I'm Afroargentina by Jina Ortiz


People of the world
I regret to inform you,
I have not been expelled from my country.
I fought on the frontlines,
a shield-bearer in the dirty war
used as a cannon fodder
forced to battle against the protest.

The men died
from malaria, cholera or dengue
alongside my kidnappers.
I integrated myself, running for office,
marrying another country
singing the national anthem,
dancing the tango,
mimicking reggae tunes,
to find a connection with my other brother’s nation.

I'll be that stereotyped black woman
wearing dreadlocks,
in love with Bob Marley,
in love with Che,
in this city of ‘good winds.’

I am afroargentina.
My ancestors were silenced
in these pampas,
an adoptive mother’s land.
I am a part of the same inheritance,
almost one million strong voices.
Everyone’s eyes are covered,
erasing my existence.



Contributor Notes

The poem " I'm Afroargentina" is from my book-length manuscript Miss Universe:poems; a series of persona poems mainly filtered in the voices of former Miss Universe titleholders and contestants of African descent from Latin America, Africa and Europe.
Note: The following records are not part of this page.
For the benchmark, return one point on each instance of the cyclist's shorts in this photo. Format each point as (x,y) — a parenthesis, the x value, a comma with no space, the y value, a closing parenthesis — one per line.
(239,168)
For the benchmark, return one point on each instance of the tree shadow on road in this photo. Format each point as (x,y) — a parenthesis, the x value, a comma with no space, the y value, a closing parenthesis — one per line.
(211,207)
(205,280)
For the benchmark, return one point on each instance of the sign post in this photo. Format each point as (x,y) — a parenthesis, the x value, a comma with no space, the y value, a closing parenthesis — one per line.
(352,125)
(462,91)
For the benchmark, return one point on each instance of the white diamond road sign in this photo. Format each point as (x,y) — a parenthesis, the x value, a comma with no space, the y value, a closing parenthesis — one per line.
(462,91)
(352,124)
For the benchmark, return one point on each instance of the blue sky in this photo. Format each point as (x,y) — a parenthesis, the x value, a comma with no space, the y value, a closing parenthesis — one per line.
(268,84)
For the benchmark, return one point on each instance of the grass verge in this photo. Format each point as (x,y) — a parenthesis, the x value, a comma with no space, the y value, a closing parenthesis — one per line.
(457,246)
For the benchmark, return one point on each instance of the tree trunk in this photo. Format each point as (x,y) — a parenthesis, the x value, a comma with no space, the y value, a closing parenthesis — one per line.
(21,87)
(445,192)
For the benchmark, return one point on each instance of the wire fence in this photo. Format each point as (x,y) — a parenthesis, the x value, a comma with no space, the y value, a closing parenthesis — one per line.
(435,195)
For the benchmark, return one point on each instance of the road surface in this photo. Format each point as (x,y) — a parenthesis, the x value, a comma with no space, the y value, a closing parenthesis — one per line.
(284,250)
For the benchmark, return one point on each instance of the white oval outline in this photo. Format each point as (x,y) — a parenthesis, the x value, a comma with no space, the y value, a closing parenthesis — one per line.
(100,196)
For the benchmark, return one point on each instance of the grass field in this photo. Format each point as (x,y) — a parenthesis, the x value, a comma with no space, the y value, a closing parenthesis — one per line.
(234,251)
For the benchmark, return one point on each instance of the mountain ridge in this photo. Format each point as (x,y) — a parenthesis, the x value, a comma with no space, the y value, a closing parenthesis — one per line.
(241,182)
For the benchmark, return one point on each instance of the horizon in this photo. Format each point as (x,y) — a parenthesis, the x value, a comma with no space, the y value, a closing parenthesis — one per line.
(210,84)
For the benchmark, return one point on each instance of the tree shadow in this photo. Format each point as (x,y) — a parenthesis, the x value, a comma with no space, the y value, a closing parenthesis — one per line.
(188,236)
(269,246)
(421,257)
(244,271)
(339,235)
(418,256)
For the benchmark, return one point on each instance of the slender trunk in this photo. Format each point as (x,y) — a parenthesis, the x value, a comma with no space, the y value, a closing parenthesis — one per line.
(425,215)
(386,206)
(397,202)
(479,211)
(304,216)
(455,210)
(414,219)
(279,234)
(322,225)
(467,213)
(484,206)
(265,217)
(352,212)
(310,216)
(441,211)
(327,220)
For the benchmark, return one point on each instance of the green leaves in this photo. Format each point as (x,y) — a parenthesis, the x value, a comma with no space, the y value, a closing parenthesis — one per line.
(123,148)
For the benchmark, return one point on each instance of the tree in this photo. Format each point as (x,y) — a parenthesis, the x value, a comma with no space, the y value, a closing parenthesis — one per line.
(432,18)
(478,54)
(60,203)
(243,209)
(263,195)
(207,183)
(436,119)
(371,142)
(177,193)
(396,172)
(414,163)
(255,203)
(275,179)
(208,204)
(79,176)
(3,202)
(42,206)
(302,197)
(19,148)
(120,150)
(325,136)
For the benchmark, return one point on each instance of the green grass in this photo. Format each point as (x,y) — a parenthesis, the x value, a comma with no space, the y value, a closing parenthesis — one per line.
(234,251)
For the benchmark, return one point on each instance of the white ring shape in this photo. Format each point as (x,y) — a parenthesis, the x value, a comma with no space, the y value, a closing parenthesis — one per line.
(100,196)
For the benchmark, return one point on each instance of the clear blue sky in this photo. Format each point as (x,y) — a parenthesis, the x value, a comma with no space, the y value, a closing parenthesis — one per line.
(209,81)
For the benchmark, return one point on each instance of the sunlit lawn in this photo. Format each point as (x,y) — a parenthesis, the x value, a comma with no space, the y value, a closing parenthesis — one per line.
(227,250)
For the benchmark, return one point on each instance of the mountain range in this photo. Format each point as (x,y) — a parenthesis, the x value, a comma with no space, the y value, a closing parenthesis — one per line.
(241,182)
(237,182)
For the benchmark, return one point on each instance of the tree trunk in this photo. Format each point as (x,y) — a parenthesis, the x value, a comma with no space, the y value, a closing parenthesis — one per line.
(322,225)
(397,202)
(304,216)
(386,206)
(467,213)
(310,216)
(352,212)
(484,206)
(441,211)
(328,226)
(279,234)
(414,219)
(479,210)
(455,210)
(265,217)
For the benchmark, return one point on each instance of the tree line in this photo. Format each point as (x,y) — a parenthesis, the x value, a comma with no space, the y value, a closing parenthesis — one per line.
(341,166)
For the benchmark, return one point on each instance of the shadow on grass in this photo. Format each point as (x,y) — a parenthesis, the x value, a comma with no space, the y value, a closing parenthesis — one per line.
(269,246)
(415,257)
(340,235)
This manuscript is about ‘beauty’ and globalization, loss and love, but most importantly, it’s about the universal voice of women of different cultures coming together to win for their nations.

Jina Ortiz received her MFA in Creative Writing from Pine Manor College.  Her poetry has been previously published in the Sahara, Afro-Hispanic Review, Calabash, Poui, New Millennium Writings, The Caribbean Writer, Green Mountains Review, New Works Review andThe Worcester Review, amongst other journals.  She has received residency fellowships from the Virginia Center for the Creative Arts (VCCA), Art OMI/Ledig House Residency, the Ragdale Foundation, Vermont Studio Center (NEA Fellow), the Writer's Colony at Dairy Hollow, Can Serrat Residency in Barcelona, Spain and a fellowship grant in 2006 from the Worcester Cultural Commission.